Physical and chemical parameters of the collected soil samples revealed patterns present along the urbanization gradient. The pH values were mostly higher in the sub-urban and urban sites than in the rural sites. Electrical conductivity values were
generally highest in the sub-urban sites. Plant species composition revealed trends along the urbanization gradient. Ordinations clearly grouped the plant species into rural, sub-urban and urban groups regarding plant species composition. Rural sites had the highest number of plant species. Shannon-Weaver values regarding the plant diversity supported the plant species composition data indicating higher plant diversity in the rural areas, followed by the sub-urban and the urban areas. Plant structural data indicated that forbs were most numerous in the rural sites, and less so in the urban sites.

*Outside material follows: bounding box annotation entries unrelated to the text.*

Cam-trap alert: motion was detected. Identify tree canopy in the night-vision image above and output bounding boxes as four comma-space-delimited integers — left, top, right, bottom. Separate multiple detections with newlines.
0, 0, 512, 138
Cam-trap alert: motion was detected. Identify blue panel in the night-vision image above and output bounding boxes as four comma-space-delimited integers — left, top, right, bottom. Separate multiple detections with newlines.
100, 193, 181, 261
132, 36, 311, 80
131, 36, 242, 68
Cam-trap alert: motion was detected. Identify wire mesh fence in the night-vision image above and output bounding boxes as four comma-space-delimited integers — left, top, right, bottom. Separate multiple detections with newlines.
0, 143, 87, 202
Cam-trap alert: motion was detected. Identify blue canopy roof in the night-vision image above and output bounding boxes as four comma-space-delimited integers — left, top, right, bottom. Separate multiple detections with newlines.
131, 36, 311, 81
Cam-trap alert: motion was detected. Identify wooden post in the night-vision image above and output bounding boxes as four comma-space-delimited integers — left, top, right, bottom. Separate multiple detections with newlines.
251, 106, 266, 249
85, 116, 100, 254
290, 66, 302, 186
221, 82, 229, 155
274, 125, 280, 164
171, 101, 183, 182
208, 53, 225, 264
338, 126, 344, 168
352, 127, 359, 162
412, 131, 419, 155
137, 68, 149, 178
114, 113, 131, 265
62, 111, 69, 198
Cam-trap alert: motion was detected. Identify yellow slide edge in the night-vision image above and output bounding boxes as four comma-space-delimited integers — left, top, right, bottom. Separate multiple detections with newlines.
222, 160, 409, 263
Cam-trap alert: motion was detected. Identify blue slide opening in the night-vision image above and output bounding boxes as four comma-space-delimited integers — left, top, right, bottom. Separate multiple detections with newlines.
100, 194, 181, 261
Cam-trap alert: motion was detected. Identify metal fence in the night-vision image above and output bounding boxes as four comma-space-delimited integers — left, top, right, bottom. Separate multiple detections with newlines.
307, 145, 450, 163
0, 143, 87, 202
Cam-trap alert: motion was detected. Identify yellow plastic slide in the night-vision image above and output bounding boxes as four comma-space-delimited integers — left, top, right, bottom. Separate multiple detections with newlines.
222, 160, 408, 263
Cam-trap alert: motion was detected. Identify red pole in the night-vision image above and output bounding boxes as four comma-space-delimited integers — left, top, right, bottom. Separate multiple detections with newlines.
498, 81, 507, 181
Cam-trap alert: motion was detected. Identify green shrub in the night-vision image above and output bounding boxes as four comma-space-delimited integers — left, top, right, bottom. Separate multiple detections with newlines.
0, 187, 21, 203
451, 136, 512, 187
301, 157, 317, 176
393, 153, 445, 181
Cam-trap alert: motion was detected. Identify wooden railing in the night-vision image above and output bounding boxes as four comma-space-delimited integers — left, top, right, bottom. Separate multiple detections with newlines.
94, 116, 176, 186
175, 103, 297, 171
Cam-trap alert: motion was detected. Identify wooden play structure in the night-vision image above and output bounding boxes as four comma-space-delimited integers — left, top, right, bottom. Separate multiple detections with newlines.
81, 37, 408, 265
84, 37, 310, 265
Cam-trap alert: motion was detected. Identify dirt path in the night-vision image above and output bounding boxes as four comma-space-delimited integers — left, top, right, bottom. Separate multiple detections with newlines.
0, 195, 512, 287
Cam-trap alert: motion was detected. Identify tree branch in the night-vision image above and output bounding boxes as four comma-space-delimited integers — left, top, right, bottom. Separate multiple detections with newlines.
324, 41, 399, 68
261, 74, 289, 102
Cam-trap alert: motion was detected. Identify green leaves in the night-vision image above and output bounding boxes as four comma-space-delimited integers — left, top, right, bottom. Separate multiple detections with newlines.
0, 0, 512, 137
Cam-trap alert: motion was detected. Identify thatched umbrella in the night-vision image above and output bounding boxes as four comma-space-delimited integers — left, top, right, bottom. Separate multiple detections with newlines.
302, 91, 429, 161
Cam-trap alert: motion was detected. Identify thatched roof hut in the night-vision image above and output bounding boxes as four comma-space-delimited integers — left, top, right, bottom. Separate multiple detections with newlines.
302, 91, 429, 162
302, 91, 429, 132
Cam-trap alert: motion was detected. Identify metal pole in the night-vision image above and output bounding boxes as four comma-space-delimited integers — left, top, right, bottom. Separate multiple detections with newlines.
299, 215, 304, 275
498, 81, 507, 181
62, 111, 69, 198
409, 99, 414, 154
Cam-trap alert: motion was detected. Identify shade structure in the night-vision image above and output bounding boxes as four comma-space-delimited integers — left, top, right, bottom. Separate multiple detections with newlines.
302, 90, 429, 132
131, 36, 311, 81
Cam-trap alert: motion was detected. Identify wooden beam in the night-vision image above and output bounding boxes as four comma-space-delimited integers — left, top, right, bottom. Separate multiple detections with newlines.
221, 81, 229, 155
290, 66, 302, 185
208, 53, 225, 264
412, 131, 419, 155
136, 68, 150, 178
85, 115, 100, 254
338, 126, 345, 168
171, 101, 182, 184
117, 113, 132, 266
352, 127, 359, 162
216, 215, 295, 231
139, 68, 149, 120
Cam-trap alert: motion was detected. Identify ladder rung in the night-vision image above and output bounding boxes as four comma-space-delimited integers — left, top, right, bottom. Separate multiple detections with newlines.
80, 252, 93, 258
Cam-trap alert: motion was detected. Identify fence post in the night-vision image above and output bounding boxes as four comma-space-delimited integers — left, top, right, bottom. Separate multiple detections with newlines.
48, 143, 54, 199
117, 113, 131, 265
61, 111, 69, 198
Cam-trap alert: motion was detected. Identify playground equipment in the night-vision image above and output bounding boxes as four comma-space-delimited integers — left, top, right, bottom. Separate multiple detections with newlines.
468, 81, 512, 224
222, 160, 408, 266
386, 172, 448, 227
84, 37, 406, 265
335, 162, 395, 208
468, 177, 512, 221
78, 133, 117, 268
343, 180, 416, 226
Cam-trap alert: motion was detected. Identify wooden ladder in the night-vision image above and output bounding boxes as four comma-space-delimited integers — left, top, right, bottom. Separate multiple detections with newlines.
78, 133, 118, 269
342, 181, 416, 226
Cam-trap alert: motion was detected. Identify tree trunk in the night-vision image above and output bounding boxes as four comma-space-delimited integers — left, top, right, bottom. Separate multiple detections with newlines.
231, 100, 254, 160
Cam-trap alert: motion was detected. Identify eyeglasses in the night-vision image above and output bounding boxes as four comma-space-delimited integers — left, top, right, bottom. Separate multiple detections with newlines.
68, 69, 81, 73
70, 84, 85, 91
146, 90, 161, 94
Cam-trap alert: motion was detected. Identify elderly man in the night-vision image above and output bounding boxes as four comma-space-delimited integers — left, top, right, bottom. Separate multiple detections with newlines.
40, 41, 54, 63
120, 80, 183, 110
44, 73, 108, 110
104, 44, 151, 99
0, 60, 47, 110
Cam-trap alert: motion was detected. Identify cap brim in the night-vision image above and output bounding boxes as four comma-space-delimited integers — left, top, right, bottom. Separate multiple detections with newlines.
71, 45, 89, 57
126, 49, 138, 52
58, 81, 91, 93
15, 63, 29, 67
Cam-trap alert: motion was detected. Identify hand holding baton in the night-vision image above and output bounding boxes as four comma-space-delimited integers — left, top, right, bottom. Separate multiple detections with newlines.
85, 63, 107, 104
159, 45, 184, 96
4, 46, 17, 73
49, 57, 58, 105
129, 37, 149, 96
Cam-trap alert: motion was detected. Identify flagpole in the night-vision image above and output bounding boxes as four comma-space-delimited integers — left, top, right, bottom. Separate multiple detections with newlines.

Higher average aerobic heterotrophic bacterial levels were present in the urban soil samples. The bacterial levels were lower in the sub-urban and rural soil samples. Subsequent identification of the dominant bacteria in the soil samples revealed organisms of the genus Bacillus dominated the aerobic heterotrophic bacterial communities in the soil samples. Bacillus species dominated the soil samples along the urbanization gradient. Shannon-Weaver indices based on culture-dependent methods indicated that urban sites had the highest biodiversity. These results could have been exaggerated, because of an overestimation of the number of bacterial morphotypes present in samples. Fungal levels were higher in the soil from samples collected at the rural samples sites. The culture-independent method (DGGE) was not optimized and inconclusive results were obtained.
Enzyme assays revealed that potential dehydrogenase, β-glucosidase and urease activity followed a trend along the urbanization gradient, with urban samples registering the highest values and rural sites the lowest. Enzymes involved in carbohydrate catabolism (β-glucosidase and dehydrogenase) registered significantly higher potential activity in urban sites than the sub-urban and rural sites. The results could indicate that urban sites have the potential to lose carbon at higher rates than the rural sites. This aspect may need further investigation. Higher potential urease activity could indicate higher N-cycling in the urban soil environment.
Ordination results for soil-, plant- and microbial diversity as well as microbial functionality indicated certain trends along the urbanization gradient. Plant species composition and structure data indicated that urbanization has a definite effect on the plant communities in the urban ecosystem. Results regarding aerobic heterotrophic bacteria populations and potential enzyme activity of the dehydrogenase, β-glucosidase
(both active in the carbon cycle) and urease (active in the nitrogen cycle) illustrated clear trends along the urbanization gradient.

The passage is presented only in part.